Informatie- en omgangsregeling voor minderjarige met niet met gezag belaste ouder

In deze zaak heeft de Rechtbank Noord-Nederland op 24 juli 2023 een beschikking gegeven inzake de omgangsregeling en informatieplicht van een niet met gezag belaste ouder ten aanzien van zijn minderjarige dochter. De minderjarige wordt verzorgd door haar voogden, de grootouders, en haar moeder, die niet met gezag is belast. De rechtbank heeft de verzoeken van de man, de vader van de minderjarige, tot het vaststellen van een omgangsregeling en het opleggen van een informatieplicht afgewezen. De bijzondere curator en de Raad voor de Kinderbescherming (RvdK) hebben geadviseerd om geen omgangsregeling op te leggen, omdat de minderjarige geen behoefte heeft aan contact met haar vader. De rechtbank heeft deze adviezen gevolgd en benadrukt dat de belangen van het kind voorop staan. De rechtbank heeft echter wel een informatieverplichting opgelegd aan de moeder en de voogden, zodat de man op de hoogte kan blijven van belangrijke zaken die de minderjarige aangaan. Dit is in het belang van de ontwikkeling van de minderjarige en haar relatie met haar vader, ondanks dat er momenteel geen contact is. De rechtbank heeft bepaald dat de vrouw en de voogden de man eens per drie maanden schriftelijk moeten informeren over zaken die de minderjarige betreffen, inclusief schoolrapporten en recente foto's. De bijzondere curator is ontslagen uit haar functie, en de beschikking is uitvoerbaar bij voorraad verklaard. Hoger beroep tegen deze beschikking kan binnen drie maanden worden ingesteld.

Uitspraak

RECHTBANK NOORD-NEDERLAND

Afdeling Privaatrecht
Locatie Leeuwarden
zaak-/rekestnummer: C/17/182704 / FA RK 22-149
beschikking van de enkelvoudige kamer d.d. 24 juli 2023
inzake
[de man],
wonende te [woonplaats] ,
hierna ook te noemen: de man,
advocaat: mr. M.J. Buitenhuis, kantoorhoudende te Leeuwarden,
tegen
[de vrouw],
wonende te [woonplaats],
hierna ook te noemen: de vrouw,
advocaat: mr.

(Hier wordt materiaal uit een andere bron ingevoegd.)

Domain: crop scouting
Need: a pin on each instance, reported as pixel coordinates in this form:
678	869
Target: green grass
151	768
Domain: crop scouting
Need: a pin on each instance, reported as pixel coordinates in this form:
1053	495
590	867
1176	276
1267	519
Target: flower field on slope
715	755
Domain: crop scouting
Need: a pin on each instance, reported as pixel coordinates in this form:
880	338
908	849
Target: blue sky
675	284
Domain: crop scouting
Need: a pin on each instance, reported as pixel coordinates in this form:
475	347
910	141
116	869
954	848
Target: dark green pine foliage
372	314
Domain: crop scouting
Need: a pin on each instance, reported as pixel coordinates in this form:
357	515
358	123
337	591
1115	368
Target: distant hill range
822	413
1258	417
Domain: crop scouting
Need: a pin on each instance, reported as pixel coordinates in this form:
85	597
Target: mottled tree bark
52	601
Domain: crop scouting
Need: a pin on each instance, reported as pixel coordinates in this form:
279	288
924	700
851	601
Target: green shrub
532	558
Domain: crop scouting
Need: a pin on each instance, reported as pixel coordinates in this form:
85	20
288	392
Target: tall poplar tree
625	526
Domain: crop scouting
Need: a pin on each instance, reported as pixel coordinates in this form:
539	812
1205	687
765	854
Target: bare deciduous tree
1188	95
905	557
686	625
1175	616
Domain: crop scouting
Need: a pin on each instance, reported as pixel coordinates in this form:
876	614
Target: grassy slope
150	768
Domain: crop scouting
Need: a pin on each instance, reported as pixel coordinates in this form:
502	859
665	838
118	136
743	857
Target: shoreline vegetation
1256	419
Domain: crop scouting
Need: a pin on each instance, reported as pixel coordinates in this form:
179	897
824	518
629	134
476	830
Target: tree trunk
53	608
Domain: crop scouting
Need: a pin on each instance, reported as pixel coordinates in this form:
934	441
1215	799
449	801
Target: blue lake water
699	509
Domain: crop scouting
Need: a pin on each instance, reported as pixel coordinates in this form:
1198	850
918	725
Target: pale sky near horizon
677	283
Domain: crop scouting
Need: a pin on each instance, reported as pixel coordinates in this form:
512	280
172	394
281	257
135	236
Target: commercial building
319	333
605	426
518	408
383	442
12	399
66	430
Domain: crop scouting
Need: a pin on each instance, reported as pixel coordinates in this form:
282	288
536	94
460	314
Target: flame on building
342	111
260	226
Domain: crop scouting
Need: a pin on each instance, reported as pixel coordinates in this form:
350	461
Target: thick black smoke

S. Vaupell, kantoorhoudende te Wolvega.
De rechtbank merkt als belanghebbenden aan:
[de voogden],
wonende te [woonplaats],
hierna ook te noemen: de voogden,
en
[de bijzondere curator],
in haar hoedanigheid van bijzondere curator van
[de minderjarige],
geboren op [geboortedatum] te [geboorteplaats],
hierna ook te noemen: [de minderjarige].

1.Het verdere procesverloop

1.1.
Bij beschikking van 22 juli 2022, waarvan de inhoud als hier herhaald en ingelast moet worden beschouwd, heeft de rechtbank de zaak verwezen naar een nadere zitting, in afwachting van de resultaten van het onderzoek van de Raad voor de Kinderbescherming (hierna: de RvdK) en de bevindingen van de bijzondere curator.
1.2.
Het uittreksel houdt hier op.